Aujourd'hui, Gilles de Robien, ministre de l'Equipement, des Transports et du Logement, indique que le gouvernement est en train de préparer des mesures d'assouplissement pour certaines dispositions de la loi SRU afin d'augmenter l'offre de foncier en France.
" Trois mesures de la loi SRU bloquent le foncier ", a-t-il indiqué devant l'Assemblée Nationale, " La première mesure à débloquer est celle de la règle des 15 km ". Cette annonce fit suite à l'interpellation du député (UMP) des Hauts-de-Seine Patrick Ollier. " La loi SRU impose une distance de 15 km par rapport à la ville-centre pour autoriser la construction dans les petites communes tant qu'elles n'ont pas fait voter les schémas de cohérence territoriale. Là aussi le risque d'opposer le monde rural au monde urbain est grand ", avait-il dit. Sur ce point, le ministre s'est exprimé en faveur d'un assouplissement du système : " Nous allons la débloquer pour que des terrains qui n'étaient plus constructibles le redeviennent ". Malheureusement, le ministre ne s'est pas étendu sur ce problème, et les moyens à mettre en œuvre restent inconnus.

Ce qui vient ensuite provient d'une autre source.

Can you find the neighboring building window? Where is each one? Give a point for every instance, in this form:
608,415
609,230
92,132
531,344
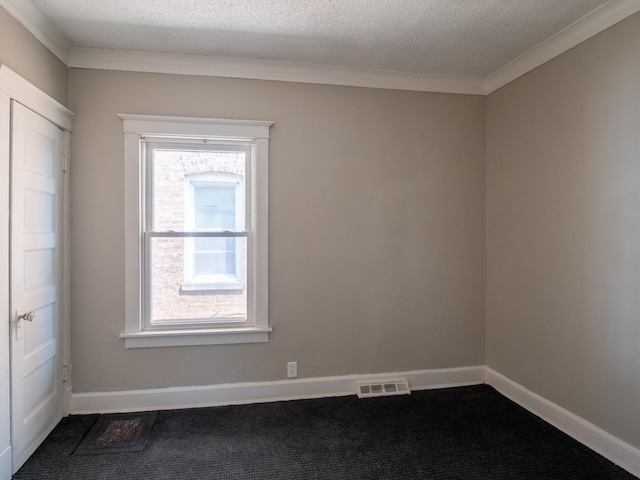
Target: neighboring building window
214,202
196,231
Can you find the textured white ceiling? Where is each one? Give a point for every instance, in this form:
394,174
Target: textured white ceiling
447,37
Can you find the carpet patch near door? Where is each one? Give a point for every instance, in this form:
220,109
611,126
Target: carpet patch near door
117,433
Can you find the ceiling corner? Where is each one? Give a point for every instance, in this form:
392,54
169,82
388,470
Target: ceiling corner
40,27
591,24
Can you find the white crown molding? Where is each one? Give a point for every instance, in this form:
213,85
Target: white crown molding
591,24
40,27
152,62
258,392
616,450
32,97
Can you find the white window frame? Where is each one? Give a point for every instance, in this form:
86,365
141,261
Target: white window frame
192,281
136,128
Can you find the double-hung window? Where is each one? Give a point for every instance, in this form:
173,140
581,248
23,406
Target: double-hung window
196,231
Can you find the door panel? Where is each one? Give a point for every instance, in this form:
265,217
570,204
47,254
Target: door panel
37,395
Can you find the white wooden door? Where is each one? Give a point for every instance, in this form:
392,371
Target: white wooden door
37,394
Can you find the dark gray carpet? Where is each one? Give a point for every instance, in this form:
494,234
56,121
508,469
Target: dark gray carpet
462,433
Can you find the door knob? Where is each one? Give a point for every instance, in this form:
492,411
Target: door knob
27,316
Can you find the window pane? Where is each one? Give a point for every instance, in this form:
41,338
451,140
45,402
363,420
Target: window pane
198,190
181,295
215,256
215,207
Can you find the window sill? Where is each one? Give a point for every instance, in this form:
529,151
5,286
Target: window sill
178,338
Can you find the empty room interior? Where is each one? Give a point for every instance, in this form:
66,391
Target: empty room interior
213,203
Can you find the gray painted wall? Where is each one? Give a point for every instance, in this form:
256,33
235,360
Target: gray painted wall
26,56
376,230
563,230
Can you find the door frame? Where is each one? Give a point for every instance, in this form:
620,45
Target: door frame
14,87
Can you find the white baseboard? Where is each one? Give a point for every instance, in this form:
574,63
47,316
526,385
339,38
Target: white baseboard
5,464
616,450
241,393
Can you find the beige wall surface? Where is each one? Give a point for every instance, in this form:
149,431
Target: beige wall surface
563,230
376,230
26,56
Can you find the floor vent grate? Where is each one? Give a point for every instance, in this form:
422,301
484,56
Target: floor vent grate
366,389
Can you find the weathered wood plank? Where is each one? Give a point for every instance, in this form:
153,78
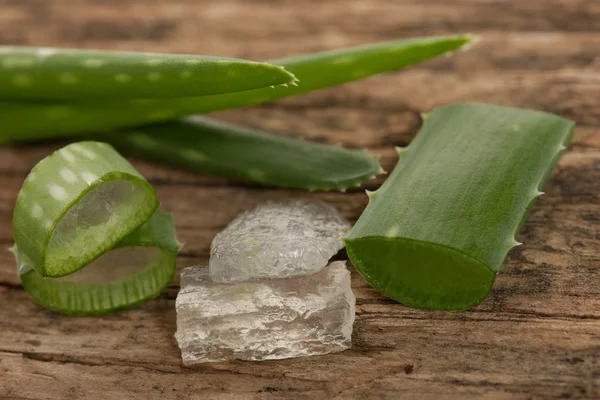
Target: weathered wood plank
536,336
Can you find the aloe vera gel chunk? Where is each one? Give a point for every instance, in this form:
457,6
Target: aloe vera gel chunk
436,233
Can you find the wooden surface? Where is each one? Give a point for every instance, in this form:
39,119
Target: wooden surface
536,336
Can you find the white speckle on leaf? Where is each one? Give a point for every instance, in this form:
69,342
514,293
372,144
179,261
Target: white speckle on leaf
342,61
22,80
68,175
393,231
44,52
36,211
68,79
88,177
193,155
143,140
154,76
67,155
161,115
93,63
83,151
122,78
57,112
57,192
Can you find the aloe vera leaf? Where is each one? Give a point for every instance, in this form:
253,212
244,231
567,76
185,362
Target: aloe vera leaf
436,233
205,145
75,205
137,269
32,73
26,121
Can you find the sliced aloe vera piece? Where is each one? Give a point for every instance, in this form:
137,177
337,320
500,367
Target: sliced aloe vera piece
27,121
436,233
137,269
31,73
206,145
76,204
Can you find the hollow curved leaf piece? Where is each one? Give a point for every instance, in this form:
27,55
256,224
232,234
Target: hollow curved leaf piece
27,121
436,233
76,204
205,145
31,73
137,269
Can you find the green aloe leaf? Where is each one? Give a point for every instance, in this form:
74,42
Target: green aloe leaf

Le deuxième point abordé à l'Assemblée Nationale par M. Ollier a été le problème de l'élaboration des plans locaux d'urbanisme (PLU) : " L'élaboration des plans locaux d'urbanisme, longue et complexe, bloque l'application des plans d'occupation des sols. Comble ! La loi SRU a supprimé la mise en œuvre des coefficients d'occupations des sols; il s'ensuit un risque de développement anarchique de l'habitat contre la volonté des conseillers municipaux ". A cela, le ministre a annoncé que " la période transitoire entre les POS et les PLU sera prolongée, en attendant, nous autoriserons une révision exceptionnelle des POS pour favoriser la constructibilité ".
Une transition avait déjà été accordée sur ce point en mai dernier. Ainsi pouvait-on lire dans la réponse ministérielle à la question écrite n°37.892 de Jean-Léonce Dupont, publiée en page 1.304 du JO Sénat du 2 mai 2002 : " Les modifications ou les révisions des anciens POS ou des PLU qui visent à ouvrir à l'urbanisation une zone qui ne l'était pas, qu'il s'agisse de projets en cours ou de procédures nouvelles, peuvent jusqu'au 1er juillet [2002, ndlr], être approuvées par la commune sans qu'il soit besoin de demander l'accord du préfet ou de l'établissement public chargé d'élaborer le schéma de cohérence territoriale " (SCOT). Plus loin dans le même texte, on pouvait lire : " La date d'entrée en vigueur de cet article n'est pas une date butoir avant laquelle les périmètres des SCOT devraient être arrêtés. Si les communes et les communautés estiment devoir prendre plus de temps pour déterminer ces périmètres, elles en ont totalement les moyens ". La réaction du gouvernement face aux questions du parlementaire n'est donc pas une nouveauté, et il semble bien qu'à force de prolongement de période de transition il en vienne à supprimer définitivement les principes de cette loi.


A la charge du citoyen

Dernier point de l'intervention du ministre suite à l'intervention de M. Ollier, les modalités de financement de la voirie et des réseaux.. Gilles de Robien a à cette occasion clarifié la position du gouvernement sur ce point : " En milieu rural, les maires n'osent plus accorder de permis de construire de crainte d'avoir à financer les réseaux et la voirie. Nous allons mettre clairement ce coût à la charge du propriétaire ".
De fait, avant l'intervention de la loi SRU, seul le coût des réseaux d'eau et d'électricité pouvait être mis à la charge, en tout ou en partie, d'un constructeur. C'est pourquoi le problème de l'aménagement de la voie n'était jamais posé lors de la délivrance du permis de construire. Ces aménagements, qui devaient inéluctablement être réalisés ultérieurement, devaient être entièrement financés par la commune. Mais avec la loi SRU, la situation a changé, comme l'indique une nouvelle fois la réponse ministérielle du 2 mai 2002. Elle explique ainsi que " désormais la commune peut mettre à la charge des propriétaires riverains le financement des équipements rendant constructibles les terrains à condition d'approuver, avant la délivrance du permis de construire, le projet d'aménagement de la voie et des réseaux. " Et plus loin dans le texte : " Outre la possibilité d'obtenir un préfinancement des propriétaires avant même qu'ils construisent, rien dans le nouveau dispositif législatif n'impose à la commune d'avoir réalisé l'ensemble des travaux prévus avant de délivrer le permis de construire ". Aussi semble-t-il que le seul problème, sur ce point, relève de la communication en direction des maires.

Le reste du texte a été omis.